Mit einer "Farewell-Matinée" im Schloss Bauschlott hat sich der Sängerbund Bauschlott von seinem langjährigen Dirigenten Bernd Haberstroh verabschiedet. Über 30 Jahre hat Bernd Haberstroh die Leitung des Chores innegehabt und diese beachtliche Leistung würdigte der Sängerbund Bauschlott jetzt in einem sehr ehrenvollen Rahmen.
Zahlreiche Vereinsmitglieder und frühere Sänger waren gekommen und es mussten kurzfristig noch Stühle in den Marstall-Saal geschafft werden, damit alle Gäste einen Platz fanden. Zum Auftakt sang der Männerchor - unter der neuen Leitung von Joachim Langnickel - das von Bernd Haberstroh besonders gewünschte "Schäfers Sonntagslied" nach einem Gedicht von Ludwig Uhland. Schon damit kehrte eine ausgesprochen feierliche Stimmung in den Saal ein. In der Folge konnte das Wirken von Bernd Haberstroh kaum sinniger umschrieben werden, als mit dem Lied „Welch‘ ein Geschenk ist ein Lied“ von Reinhard Mey. Weitere einfühlsame bis beschwingte Lieder, darunter die "Mondnacht" von Robert Schumann und "Froher Sängermarsch" von Jakob Christ, umrahmten klangvoll die Abschiedsfeier.
Der Vereinsvorsitzende Werner Hofmann würdigte in seiner Ansprache Bernd Haberstroh als Chorleiter und als Mensch. Für den Vereinsvorstand war dies mehr als Grund genug, ihn nun zum Ehrendirigenten des Sängerbundes Bauschlott zu ernennen. Werner Hofmann überreichte die Urkunde und Sänger wie Vereinsmitglieder feierten "ihren" Bernd Haberstroh mit langanhaltenden „Standing Ovations“. Der abschließende Empfang bot dann noch die Gelegenheit, gemeinsame Erlebnisse Revue passieren zu lassen.
Die Ansprache von Werner Hofmann im Wortlaut:
Lieber Herr Haberstroh, liebe Frau Haberstroh, liebe Gäste!

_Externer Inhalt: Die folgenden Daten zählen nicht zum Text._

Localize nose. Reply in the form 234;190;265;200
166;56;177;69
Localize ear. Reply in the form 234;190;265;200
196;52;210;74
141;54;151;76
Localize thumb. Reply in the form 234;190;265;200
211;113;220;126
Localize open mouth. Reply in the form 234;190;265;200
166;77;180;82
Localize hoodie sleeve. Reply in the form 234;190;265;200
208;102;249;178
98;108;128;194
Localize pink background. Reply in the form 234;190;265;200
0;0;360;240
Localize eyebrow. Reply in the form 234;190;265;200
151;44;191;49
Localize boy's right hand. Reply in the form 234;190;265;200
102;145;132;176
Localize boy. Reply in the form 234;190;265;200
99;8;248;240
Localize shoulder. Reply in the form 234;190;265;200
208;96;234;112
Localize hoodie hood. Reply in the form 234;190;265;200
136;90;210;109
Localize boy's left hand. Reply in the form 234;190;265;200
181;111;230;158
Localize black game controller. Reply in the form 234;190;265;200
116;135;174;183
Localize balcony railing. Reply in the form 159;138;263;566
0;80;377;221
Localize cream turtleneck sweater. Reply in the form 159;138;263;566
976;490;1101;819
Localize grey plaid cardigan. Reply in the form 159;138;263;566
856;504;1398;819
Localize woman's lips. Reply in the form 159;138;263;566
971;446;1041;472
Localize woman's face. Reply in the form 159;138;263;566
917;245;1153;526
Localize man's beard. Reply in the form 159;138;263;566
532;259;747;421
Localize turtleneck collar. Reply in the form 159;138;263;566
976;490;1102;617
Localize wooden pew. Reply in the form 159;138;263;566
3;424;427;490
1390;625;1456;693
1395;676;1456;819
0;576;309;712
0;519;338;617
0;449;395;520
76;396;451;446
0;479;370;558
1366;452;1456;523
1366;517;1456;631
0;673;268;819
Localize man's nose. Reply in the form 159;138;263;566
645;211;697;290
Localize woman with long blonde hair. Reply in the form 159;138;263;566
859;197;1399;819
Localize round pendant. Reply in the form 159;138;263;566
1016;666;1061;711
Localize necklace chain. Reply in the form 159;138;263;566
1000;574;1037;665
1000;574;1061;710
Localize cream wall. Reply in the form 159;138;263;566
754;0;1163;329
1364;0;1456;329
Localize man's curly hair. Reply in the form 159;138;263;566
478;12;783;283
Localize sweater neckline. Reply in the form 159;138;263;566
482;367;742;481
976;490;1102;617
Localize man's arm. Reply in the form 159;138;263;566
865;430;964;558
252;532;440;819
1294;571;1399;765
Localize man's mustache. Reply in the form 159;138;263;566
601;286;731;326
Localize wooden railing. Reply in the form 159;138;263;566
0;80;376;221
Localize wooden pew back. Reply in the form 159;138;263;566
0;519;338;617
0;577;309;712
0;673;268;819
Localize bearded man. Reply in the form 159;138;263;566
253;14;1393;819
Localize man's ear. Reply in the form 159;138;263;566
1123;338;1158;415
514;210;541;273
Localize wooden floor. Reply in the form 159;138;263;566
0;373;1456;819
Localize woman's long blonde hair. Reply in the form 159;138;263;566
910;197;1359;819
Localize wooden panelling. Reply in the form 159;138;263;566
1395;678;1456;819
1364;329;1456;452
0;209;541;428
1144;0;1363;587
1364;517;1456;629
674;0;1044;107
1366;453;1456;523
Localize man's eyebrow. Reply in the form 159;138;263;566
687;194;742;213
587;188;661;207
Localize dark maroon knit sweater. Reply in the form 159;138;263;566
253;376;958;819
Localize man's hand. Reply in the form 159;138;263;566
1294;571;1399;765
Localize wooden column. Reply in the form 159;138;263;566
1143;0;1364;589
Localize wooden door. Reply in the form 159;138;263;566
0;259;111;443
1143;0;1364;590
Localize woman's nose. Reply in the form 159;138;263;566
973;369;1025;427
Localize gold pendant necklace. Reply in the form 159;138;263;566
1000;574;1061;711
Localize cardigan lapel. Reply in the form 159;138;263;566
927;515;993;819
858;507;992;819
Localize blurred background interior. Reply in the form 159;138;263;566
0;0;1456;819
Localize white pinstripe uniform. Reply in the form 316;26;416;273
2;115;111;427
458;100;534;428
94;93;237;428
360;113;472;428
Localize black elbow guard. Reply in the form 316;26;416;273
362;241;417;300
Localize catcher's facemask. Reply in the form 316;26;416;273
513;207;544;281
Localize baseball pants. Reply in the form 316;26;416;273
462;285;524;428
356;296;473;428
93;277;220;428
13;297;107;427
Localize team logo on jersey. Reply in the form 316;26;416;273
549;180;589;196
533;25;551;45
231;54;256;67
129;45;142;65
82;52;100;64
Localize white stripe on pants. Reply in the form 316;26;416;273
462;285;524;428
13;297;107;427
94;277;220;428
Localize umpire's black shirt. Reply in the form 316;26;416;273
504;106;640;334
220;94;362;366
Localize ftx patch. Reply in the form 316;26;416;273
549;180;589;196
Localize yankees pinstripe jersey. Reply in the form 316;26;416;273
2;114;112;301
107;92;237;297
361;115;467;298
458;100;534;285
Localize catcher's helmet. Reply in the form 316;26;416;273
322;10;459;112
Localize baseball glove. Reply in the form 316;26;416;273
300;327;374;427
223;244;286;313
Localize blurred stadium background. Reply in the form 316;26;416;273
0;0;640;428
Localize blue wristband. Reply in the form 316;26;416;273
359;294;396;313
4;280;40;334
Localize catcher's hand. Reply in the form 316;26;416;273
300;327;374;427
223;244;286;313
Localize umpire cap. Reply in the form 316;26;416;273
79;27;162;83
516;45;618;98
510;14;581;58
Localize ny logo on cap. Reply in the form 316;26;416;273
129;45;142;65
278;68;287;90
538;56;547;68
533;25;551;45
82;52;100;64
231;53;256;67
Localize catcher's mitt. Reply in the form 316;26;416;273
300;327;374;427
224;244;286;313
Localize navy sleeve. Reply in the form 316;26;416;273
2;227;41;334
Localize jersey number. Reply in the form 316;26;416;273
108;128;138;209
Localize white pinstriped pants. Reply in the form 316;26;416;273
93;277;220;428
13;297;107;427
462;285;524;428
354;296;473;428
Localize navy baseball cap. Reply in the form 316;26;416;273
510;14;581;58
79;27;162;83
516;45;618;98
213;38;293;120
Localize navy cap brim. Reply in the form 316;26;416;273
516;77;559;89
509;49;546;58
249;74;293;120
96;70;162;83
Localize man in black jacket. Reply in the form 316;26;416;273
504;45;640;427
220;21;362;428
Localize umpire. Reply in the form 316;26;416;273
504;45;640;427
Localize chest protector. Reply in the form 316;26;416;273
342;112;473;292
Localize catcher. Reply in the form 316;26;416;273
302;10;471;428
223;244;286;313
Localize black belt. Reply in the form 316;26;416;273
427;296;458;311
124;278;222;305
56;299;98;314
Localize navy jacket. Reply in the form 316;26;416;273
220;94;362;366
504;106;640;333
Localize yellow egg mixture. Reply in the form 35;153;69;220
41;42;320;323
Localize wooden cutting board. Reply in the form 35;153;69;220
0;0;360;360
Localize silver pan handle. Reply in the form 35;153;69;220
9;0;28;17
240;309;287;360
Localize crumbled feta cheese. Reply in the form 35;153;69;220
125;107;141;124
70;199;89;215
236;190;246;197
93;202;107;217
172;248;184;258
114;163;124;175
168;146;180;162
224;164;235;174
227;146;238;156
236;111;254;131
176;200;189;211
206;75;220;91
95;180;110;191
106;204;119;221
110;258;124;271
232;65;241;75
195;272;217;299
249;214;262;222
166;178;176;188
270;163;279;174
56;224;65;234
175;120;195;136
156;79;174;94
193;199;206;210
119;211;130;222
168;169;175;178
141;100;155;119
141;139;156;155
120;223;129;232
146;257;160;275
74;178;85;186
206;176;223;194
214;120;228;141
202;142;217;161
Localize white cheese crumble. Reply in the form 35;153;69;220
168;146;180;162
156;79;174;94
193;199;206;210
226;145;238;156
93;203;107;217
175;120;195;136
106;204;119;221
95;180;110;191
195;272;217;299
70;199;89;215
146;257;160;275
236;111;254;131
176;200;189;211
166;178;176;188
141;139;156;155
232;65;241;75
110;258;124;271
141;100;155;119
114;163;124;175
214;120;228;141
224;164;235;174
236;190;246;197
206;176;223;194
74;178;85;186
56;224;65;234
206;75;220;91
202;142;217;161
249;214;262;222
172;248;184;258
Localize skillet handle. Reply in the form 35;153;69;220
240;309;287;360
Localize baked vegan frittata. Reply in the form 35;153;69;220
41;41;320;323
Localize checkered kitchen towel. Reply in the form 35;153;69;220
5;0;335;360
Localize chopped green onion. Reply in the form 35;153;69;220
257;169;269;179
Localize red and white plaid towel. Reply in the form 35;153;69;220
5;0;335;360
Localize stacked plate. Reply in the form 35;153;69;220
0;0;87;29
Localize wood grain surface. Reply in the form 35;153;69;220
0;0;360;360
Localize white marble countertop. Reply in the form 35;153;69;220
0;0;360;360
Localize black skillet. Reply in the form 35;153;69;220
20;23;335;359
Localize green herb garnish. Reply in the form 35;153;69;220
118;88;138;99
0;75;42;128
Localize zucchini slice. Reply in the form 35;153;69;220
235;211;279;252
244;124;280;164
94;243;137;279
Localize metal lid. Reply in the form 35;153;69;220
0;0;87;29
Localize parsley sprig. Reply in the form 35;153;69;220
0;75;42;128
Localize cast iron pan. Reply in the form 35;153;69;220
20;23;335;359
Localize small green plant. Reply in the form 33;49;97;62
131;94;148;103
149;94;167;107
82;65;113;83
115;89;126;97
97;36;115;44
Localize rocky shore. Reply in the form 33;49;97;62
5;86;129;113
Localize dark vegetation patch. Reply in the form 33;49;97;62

Was haben Bill Clinton, Thomas Gottschalk und Bernd Haberstroh gemeinsam? Sie wissen es nicht? Lassen Sie sich überraschen, liebe Zuhörerinnen und Zuhörer.
Wir schreiben das Jahr 1993, genauer gesagt: Januar 1993. In Washington findet die Amtseinführung von Bill Clinton als 42. Präsident der Vereinigten Staaten von Amerika statt. Im gleichen Monat startet in Linz Thomas Gottschalk als dritter Moderator seine erste Sendung von „Wetten dass?“. Und in Bauschlott hält Bernd Haberstroh als 13. Dirigent des Sängerbundes Bauschlott seine erste Chorprobe.
Es ist die erste Singstunde im neuen Jahr. Voller Erwartung sitzen die Sänger in der Runde und sind gespannt auf den Neuen, Fragen bewegen sie. Was bringt er Neues? Wie wird in Zukunft die Chorprobe aussehen? Wird die Chemie zwischen Chorleiter und Sänger stimmen? Heute wissen wir mehr. 31 Jahre sind vergangen und wieder gibt es eine Zäsur. Herr Haberstroh übergibt den Dirigentenstab an seinen Nachfolger Joachim Langnickel. Und das ist heute der richtige Zeitpunkt und der richtige Ort, um in diesem schönen Ambiente auf diese 31 Jahre zurückzublicken.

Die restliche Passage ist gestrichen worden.